We next determine the role of SQLE in MYC-mediated cholesterol synthesis. Inhibition of SQLE expression using two sets of siRNAs led to a decreased cholesterol level in both U2OS and HepG2 cells (Figures 3A,B). Conversely, SQLE overexpression increased cholesterol levels (Figures 3C,D). Furthermore, we enforced expression of SQLE in MYC-knocking down cells. MYC depletion reduced cellular cholesterol levels, while SQLE overexpression reversed it in both U2OS and HepG2 cells (Figures 3E,F). Surprisingly, MYC overexpression failed to restore the cholesterol levels in SQLE deficient cells (Figures 3G,H). Together, these results suggest that MYC stimulates cholesterol biosynthesis through SQLE.

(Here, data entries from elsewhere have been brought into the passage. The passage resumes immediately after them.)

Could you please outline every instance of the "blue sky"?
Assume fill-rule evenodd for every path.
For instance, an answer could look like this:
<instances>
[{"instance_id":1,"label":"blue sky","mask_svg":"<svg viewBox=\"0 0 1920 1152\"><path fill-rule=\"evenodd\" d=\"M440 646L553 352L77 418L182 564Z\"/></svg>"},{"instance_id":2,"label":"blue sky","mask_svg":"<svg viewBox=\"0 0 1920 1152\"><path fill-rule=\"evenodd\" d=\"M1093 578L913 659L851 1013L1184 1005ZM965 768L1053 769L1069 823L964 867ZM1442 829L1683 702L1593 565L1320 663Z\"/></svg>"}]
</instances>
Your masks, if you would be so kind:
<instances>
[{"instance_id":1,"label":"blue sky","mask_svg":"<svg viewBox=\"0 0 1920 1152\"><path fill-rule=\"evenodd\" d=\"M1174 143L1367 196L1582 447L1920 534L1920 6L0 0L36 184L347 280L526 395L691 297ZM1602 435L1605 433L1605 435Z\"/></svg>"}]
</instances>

Cholesterol metabolism provides essential membrane components as well as metabolites with a variety of biological functions (Huang et al., 2020). To verify whether SQLE is involved in MYC-mediated cell growth, we depleted SQLE using two sets of siRNAs. Depletion of SQLE repressed cell proliferation and cell viability (Figures 4A,B). Conversely, ectopically expressing SQLE promoted cell growth (Figures 4C,D). More importantly, ectopically expressing SQLE almost completely rescued the decreased cell viability and cell proliferation caused by MYC knockdown (Figures 4E,F). On the contrary, overexpression of MYC partially increased cell viability and proliferation in SQLE-knockdown cells (Figures 4G,H). These data indicate that MYC promotes cell growth at least partially through SQLE. Then we analyzed TCGA cohort to identify the correlation between MYC and SQLE expression (Supplementary Figure 2). MYC was positively correlated with SQLE in several cancers such as cervical squamous cell carcinoma and endocervical adenocarcinoma (CESC), colon adenocarcinoma (COAD), head and neck squamous cell carcinoma (HNSC), and Sarcoma (SARC). Collectively, these data indicate that SQLE is critical for MYC-mediated tumor cell proliferation.